Tampa Federal Criminal Defense Lawyer

From First Degree Murder to Mail Fraud

Jan 27, 2014 | Criminal Defense

A 27 year old woman lost her unborn child when boyfriend John Andrew Welden gave her a fraudulent prescription for a drug called Cytotec. A drug commonly used to prevent ulcers is also used, in combination with another drug, to terminate pregnancies. Welden was first charged with first-degree murder of the unborn child under the 2004 Unborn Victims of Violence Act. Since then, that charge has been dropped and replaced with mail fraud.

Remee Jo Lee, a 27 year old woman, had been dating John Andrew Welden when she found out she was pregnant in 2013. When Welden found out about the pregnancy, he went into panic mode. Welden reached out to an unnamed employee at Sunlake Pharmacy to help with his panic. The unnamed employee created a fraudulent patient profile for Remee Jo Lee and gave Welden an empty pill bottle and a prescription label with Lee’s name on it. The unnamed employee was simultaneously in the process of filling a prescription for the drug Cytotec for Welden. Cytotec is a medication that is used to prevent stomach ulcers, but can also be used to end a pregnancy, when combined with another drug called mifepristone.

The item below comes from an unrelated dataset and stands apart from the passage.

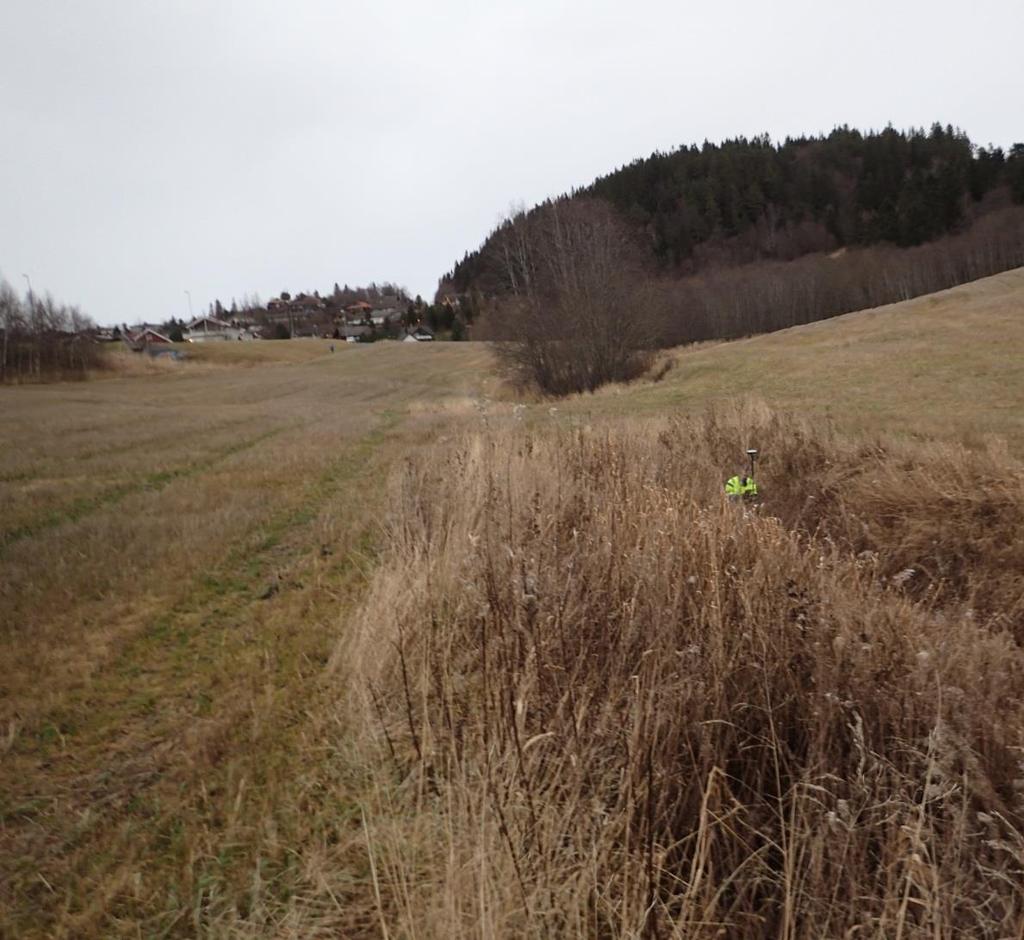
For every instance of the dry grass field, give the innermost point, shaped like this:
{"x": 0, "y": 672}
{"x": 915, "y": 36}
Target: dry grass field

Welden picked up the forged prescription on March 29 and then scratched the labels off the pills before adding the name of a common antibiotic and giving them to Lee. She took the pills around 4p.m. and began to feel severe pain and cramps. Shortly Within two days of taking the pill, Lee went to Tampa General Hospital. She was told the 7-week unborn child was dead. Months later, after filing numerous concerns with local law enforcement, Welden was charged with first-degree murder and product tampering.

In September 2013, prosecutors reduced Welden’s charges by dropping murder and adding mail fraud. Mail fraud is intentionally planning, creating or carrying out a scheme to defraud others using the U.S. mail or private carriers during any part of the crime. The pills Welden gave to Lee had arrived by Federal Express after the pharmacy employee ordered them from a Michigan company.

Welden agreed to a plea deal in September and now faces his sentencing. A judge does not have to abide by the specifics of a plea deal. However, the government and the defense are requesting Welden receive 13 years and 8 months at a low-security federal prison camp. A man, scared to father a child with a woman he did not plan to marry, once faced a mandatory life sentence; now he faces no more than 15 years. His fate now rests in the judge’s hands.